La « triangulation » du financement de l’entreprise en finance islamique

moncef-cheikh-rouhou.jpg  Par Moncef Cheikh-Rouhou *

La perception de l’argent en Islam comporte certains caractères particuliers. L’argent est considéré comme un outil de mesure de la valeur et non un actif en soi. En conséquence, la génération de l’argent, uniquement à partir de l’argent, n’est pas conforme. Est-ce de là à dire que l’intérêt et l’Islam sont contradictoires ? Pas nécessairement, car si un financement conforme à l’Islam doit satisfaire une condition particulière, par exemple que  le financeur du cycle de production achète effectivement la matière première ou les produits semi-finis pour les vendre à l’industriel avec une marge, ceci est consigné dans un contrat impliquant les trois parties prenantes. La « triangulation » de l’opération de financement est censée non seulement garantir la destination du prêt mais aussi et surtout impliquer le prêteur dans l’évaluation de son client donc de sa prise de risque effective. La rémunération du financement comporte donc de la part du financeur, un élément d’effort ou un élément de prise de risque correctement évalué, ou les deux à la fois. De cette manière, la déconnection entre l’argent et la rémunération du financement est bien effective.
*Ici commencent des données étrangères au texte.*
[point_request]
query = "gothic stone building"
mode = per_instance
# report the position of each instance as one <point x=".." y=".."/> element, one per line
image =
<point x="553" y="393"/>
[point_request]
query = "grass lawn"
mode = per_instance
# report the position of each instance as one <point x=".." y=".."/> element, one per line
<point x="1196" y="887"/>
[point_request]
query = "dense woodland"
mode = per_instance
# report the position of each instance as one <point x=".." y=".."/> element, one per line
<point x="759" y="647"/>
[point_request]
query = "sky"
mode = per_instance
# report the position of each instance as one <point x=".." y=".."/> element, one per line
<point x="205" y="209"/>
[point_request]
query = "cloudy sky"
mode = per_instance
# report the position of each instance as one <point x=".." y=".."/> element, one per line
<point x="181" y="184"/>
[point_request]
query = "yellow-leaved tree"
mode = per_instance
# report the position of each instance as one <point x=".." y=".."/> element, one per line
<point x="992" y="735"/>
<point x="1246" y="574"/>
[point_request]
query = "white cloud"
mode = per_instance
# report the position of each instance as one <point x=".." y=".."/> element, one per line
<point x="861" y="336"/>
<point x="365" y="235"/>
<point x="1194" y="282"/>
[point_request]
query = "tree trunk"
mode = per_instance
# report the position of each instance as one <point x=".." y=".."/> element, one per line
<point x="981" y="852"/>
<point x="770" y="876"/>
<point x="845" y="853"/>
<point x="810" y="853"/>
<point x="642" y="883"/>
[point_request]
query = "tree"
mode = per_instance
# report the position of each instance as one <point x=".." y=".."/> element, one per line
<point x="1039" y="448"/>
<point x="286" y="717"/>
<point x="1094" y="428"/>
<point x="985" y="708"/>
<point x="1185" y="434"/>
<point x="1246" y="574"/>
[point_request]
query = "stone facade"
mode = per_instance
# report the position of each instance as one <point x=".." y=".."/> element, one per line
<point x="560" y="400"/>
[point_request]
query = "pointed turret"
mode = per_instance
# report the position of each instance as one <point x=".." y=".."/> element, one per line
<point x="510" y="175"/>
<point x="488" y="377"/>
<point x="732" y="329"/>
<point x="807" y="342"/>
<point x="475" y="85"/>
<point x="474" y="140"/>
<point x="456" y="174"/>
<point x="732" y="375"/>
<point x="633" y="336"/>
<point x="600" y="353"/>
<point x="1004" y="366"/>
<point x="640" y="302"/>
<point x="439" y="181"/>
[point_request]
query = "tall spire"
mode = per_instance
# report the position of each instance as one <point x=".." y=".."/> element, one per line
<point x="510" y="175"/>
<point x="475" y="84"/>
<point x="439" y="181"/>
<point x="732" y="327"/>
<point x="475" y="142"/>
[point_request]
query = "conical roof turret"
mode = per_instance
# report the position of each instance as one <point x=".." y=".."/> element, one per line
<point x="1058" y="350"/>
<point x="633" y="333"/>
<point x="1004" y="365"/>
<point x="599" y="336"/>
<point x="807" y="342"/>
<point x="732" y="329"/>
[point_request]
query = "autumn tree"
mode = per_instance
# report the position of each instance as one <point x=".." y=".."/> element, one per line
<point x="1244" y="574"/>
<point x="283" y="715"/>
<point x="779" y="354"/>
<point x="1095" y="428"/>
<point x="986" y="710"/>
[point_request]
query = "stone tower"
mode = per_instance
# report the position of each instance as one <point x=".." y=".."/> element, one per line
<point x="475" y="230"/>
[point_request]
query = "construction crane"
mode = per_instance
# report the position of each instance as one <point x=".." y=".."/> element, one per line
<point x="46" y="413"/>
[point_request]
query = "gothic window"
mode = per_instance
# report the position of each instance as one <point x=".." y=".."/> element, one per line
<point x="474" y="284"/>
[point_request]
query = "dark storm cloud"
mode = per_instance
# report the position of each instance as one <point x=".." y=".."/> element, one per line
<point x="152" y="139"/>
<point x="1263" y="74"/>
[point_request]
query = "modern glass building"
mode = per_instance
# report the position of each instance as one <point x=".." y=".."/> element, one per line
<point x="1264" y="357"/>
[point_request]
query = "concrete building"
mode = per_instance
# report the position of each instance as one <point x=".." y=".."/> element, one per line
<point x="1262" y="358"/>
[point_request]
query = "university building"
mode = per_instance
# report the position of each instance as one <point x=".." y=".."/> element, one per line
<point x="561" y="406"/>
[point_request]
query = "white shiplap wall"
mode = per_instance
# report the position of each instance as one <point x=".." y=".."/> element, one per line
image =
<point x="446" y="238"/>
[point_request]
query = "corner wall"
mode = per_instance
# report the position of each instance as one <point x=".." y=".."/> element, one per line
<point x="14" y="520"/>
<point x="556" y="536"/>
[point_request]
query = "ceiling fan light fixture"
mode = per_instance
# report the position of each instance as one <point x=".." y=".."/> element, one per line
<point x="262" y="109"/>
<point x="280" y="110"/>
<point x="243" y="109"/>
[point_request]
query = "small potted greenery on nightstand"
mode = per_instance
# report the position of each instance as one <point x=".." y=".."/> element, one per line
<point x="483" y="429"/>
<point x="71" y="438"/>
Ceci veut-il dire que deux systèmes financiers risquent d’exister en se tournant le dos ? Non. Ce serait plutôt l’inverse qui a toutes les chances de se passer. Car rien n’empêche la comparaison du coût du financement obtenu par l’application de cette démarche au taux d’intérêt conventionnel. Le dialogue permettrait aux deux de gagner : l’un obtenant des renseignements sur les taux à partir du pouls macroéconomique, l’autre obtenant des renseignements plus fiables sur les risques de crédit au niveau de l’entreprise et du secteur. Les deux bénéficieraient d’un avantage supplémentaire car les risques de dérapage dû à la réorientation intempestive des prêts deviennent très limités.

Ce début de collaboration a lieu justement sur le marché financier des « Sukuk » véritables obligations conformes aux règles de l’Islam. Une fois réalisée la traduction technique des conditions que doit satisfaire le mode opératoire, la gestion peut être réalisée par les plus compétents dans le « Risk Management » et non pas nécessairement pas les plus pieux. Le marketing basé uniquement sur l’appartenance à une croyance n’est pas acceptable et il peut même être néfaste par les catastrophes qu’une gestion incompétente pourrait causer.

La Malaisie, Bahreïn et Dubaï ont développé au sein de leur banque centrale des systèmes de contrôle très efficients C’est ainsi que le boom que connait le marché de ces instruments dits islamiques (500 milliards de dollars à ce jour avec un taux de croissance de 20%) attire non seulement les 270 banques dites islamiques dans le monde, mais aussi et de plus en plus les grandes banques internationales telles que Citigroup et Deutsche Bank qui ont créé des départements entiers pour creuser leur niche dans ce marché.

En tout état de cause, ces nouveaux développements doivent être traités comme des innovations financières ayant certainement leurs mérites et leurs risques propres, mais devant être soumis à une réglementation prudentielle aussi stricte que celle qui supervise le reste des marchés financiers.. Londres est la première place occidentale qui s est lancée depuis deux ans dans l’étude des mesures de contrôle, d’inspection, de règles prudentielles spécifiques et même de législation appropriée.

(*) Moncef Cheikh-Rouhou a obtenu un PhD et un MBA de l’Université de Californie à Berkeley ainsi que le diplôme d’Ingénieur de l’Ecole Centrale de Paris. Avant de reprendre ses activités d’enseignement à plein temps en France, il a assumé des responsabilités de Création (Institutions Building) et de Direction d’Institutions Financières. Il a ainsi co-fondé et présidé la banque d’affaires maghrébine IMBANK (International Maghreb Merchant Bank). Auparavant, en tant que représentant de l’Etat tunisien, il a fondé et dirigé pendant plus de dix ans la BEST Bank. Il a fondé et dirigé l’Institut de Financement du Développement (IFID), spécialisé dans la recherche financière et la formation supérieure de managers et dirigeants pour les banques, les compagnies d’assurance et les ministères des finances du Maghreb. Il avait fait partie pendant plusieurs années du Corps Professoral Permanent du Groupe HEC à Jouy-en-Josas. Ses domaines d’intérêt concernent les implications économiques, financières et stratégiques des rapprochements entre l’Union Européenne et les économies émergentes qui lui sont voisines.